Finally, let me criticize your use of the term 
Platonism to imply a kind of singularist view of mathematical existence, whereas I have argued that it should instead imply only a kind of realism or definite existence. With this idea, the multiverse view itself is a kind of Platonism, where one gives up on the uniqueness of the existence of
mathematical objects, but not on their objective existence. For example, on the
multiverse view in set theory, there are many different concepts
of set, each giving rise to its own set-theoretic universe, which are just as real as the set theory claimed by the universists.
A: I'm still uncertain of its appropriateness here, but since Joel asked, here is a quote from my book that discusses this issue:

The two kinds of independence … in geometry
  and number theory offer us strikingly different paradigms. In
  both cases there is broad agreement about the correct interpretation of
  the independence results. For instance, no one nowadays would consider it
  meaningful to ask whether the parallel postulate is "really true" in some
  universal sense; it simply holds in some two-dimensional
  geometries and fails in others.
In contrast, although the arithmetical expression of the consistency of $PA$
  is independent of $PA$, it is still widely regarded as true.

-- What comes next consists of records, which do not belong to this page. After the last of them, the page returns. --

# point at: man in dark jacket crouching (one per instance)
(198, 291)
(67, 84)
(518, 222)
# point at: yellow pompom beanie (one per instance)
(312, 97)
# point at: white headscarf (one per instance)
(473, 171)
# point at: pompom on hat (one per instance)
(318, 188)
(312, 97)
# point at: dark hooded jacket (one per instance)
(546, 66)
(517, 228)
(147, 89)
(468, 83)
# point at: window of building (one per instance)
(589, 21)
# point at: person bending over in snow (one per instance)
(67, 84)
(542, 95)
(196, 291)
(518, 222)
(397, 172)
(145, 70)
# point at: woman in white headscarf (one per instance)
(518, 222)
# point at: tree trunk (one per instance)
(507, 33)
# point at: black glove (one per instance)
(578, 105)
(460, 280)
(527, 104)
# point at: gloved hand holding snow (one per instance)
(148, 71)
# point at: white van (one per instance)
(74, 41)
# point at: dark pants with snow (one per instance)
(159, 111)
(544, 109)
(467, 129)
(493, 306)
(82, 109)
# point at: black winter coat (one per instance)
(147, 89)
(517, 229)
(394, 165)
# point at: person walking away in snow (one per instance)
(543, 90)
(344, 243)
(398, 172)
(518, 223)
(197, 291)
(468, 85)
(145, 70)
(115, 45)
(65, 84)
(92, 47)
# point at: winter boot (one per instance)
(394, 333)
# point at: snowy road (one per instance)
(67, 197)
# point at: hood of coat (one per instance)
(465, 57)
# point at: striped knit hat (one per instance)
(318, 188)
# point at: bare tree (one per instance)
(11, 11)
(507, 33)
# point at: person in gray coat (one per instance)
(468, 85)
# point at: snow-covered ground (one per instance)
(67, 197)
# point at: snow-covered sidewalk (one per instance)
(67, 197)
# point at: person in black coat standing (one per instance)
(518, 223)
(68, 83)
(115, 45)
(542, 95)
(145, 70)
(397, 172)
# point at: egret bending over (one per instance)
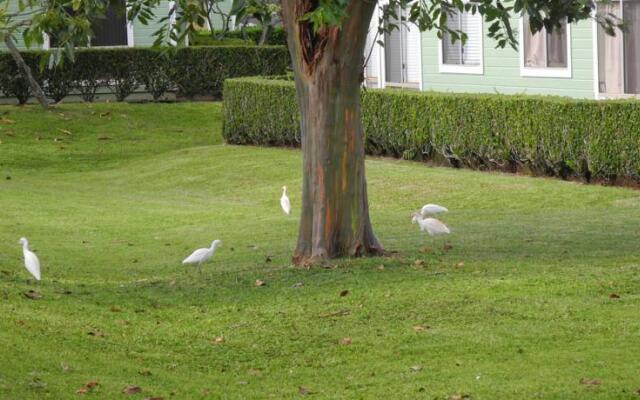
(284, 201)
(432, 209)
(31, 261)
(201, 255)
(432, 226)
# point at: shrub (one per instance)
(193, 71)
(552, 136)
(277, 35)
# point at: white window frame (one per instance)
(46, 41)
(545, 72)
(463, 68)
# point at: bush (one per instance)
(553, 136)
(277, 35)
(193, 71)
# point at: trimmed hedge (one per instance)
(277, 36)
(191, 71)
(554, 136)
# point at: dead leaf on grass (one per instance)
(345, 341)
(590, 382)
(95, 333)
(33, 295)
(132, 389)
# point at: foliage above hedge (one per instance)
(192, 71)
(552, 136)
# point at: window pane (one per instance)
(557, 48)
(452, 52)
(535, 52)
(111, 30)
(610, 71)
(631, 13)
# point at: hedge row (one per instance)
(277, 36)
(192, 71)
(586, 139)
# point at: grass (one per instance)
(518, 308)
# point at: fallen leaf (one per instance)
(590, 382)
(131, 389)
(340, 313)
(217, 340)
(345, 341)
(95, 333)
(303, 391)
(420, 328)
(33, 295)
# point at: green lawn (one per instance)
(112, 197)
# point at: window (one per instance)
(545, 54)
(462, 58)
(619, 55)
(112, 30)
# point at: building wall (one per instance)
(502, 69)
(142, 34)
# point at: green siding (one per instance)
(142, 34)
(502, 69)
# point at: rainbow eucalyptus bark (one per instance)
(327, 67)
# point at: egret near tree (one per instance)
(432, 209)
(202, 255)
(31, 261)
(285, 203)
(432, 226)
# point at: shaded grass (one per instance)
(518, 308)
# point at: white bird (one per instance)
(433, 209)
(432, 226)
(284, 201)
(31, 261)
(201, 255)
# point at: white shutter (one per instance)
(413, 54)
(373, 64)
(472, 50)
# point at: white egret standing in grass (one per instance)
(284, 201)
(432, 209)
(201, 255)
(31, 261)
(432, 226)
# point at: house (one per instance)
(579, 61)
(115, 31)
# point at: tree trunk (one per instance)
(327, 68)
(266, 28)
(26, 72)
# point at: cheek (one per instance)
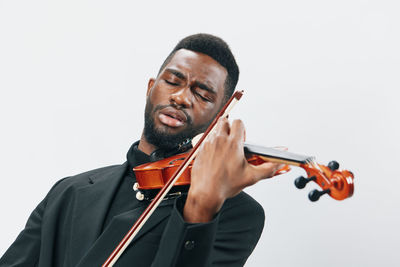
(205, 113)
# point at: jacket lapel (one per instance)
(90, 208)
(118, 228)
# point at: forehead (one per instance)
(199, 66)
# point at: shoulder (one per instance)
(84, 178)
(243, 210)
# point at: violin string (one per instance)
(315, 165)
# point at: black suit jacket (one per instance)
(66, 229)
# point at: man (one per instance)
(84, 217)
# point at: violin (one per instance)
(338, 184)
(150, 177)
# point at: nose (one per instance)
(182, 97)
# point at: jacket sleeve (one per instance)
(227, 240)
(25, 251)
(26, 248)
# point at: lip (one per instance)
(172, 117)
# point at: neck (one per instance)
(145, 146)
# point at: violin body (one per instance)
(338, 184)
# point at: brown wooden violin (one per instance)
(338, 184)
(175, 171)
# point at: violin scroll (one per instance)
(337, 183)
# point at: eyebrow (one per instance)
(177, 73)
(201, 85)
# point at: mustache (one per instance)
(159, 107)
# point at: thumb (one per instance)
(263, 171)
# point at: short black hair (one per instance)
(214, 47)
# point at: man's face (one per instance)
(184, 98)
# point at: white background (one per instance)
(320, 77)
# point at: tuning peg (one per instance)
(333, 165)
(301, 182)
(314, 195)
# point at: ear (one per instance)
(150, 85)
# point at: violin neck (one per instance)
(276, 155)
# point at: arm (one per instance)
(200, 221)
(227, 240)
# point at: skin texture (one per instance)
(194, 83)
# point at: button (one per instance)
(189, 245)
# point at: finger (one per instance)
(222, 127)
(238, 132)
(263, 171)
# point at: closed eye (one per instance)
(203, 97)
(171, 83)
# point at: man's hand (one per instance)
(221, 171)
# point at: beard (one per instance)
(162, 138)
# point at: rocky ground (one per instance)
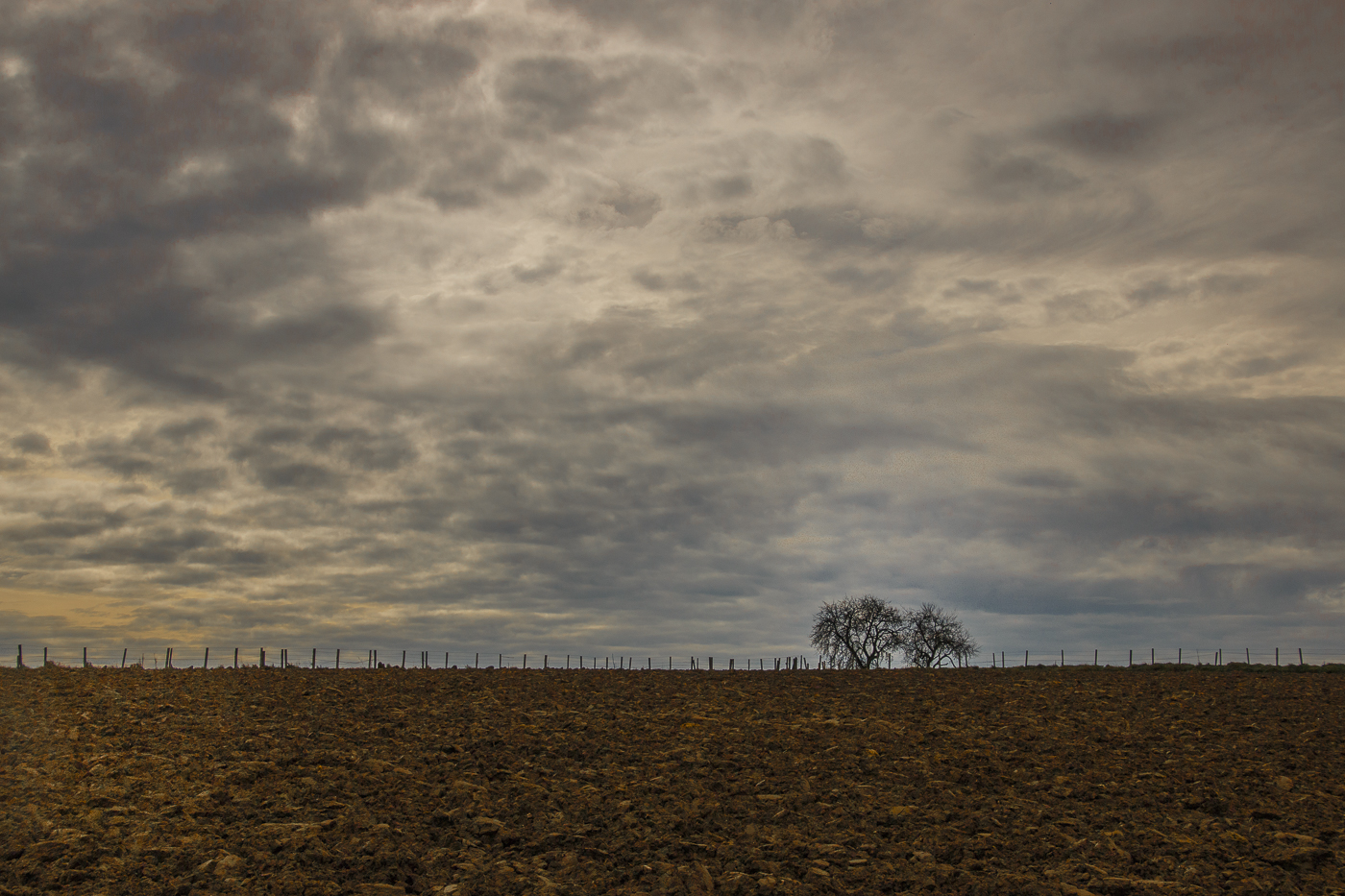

  To take a more extreme example, consider the formal system
  $MC$ = $ZFC$ + "measurable cardinals exist". Few would
  suggest that the sentence ${\rm Con}(MC)$ which arithmetically expresses
  that $MC$ is a consistent system might lack a well-defined truth value. Yet
  ${\rm Con}(MC)$ is presumably independent of $PA$, indeed, presumably
  even independent of $ZFC$.
… Should we suppose
  that the continuum hypothesis, for example, has a definite truth value in
  a well-defined canonical model? Or is there a range of models in which the
  truth value of the continuum hypothesis varies, none of which has any
  special ontological priority?
Forcing tends to push us in the latter direction. It creates the impression
  that there is a range of equally valid models of $ZFC$, and that one can always
  pass to a larger model in which the value of $2^{\aleph_0}$ changes … In an influential series of recent papers, Hamkins has vigorously argued for the
  position that there is no canonical model of $ZFC$, a position that he calls "the multiverse view".
… A picture emerges [from discussion omitted here] of a mathematical universe which is composed
  of countable structures that have absolute properties and which includes
  a range of countable models of $ZFC$ in which the truth values of questions
  like the continuum hypothesis can vary. Thus, with regard to
  independence phenomena, if we take "set theory" to be the theory of
  surveyable collections then it has an absolute meaning and behaves like
  number theory, but questions like the continuum hypothesis cannot even be
  posed; if we take it to be the theory of individuals in some model
  of $ZFC$ then it has a variable meaning and behaves like geometry.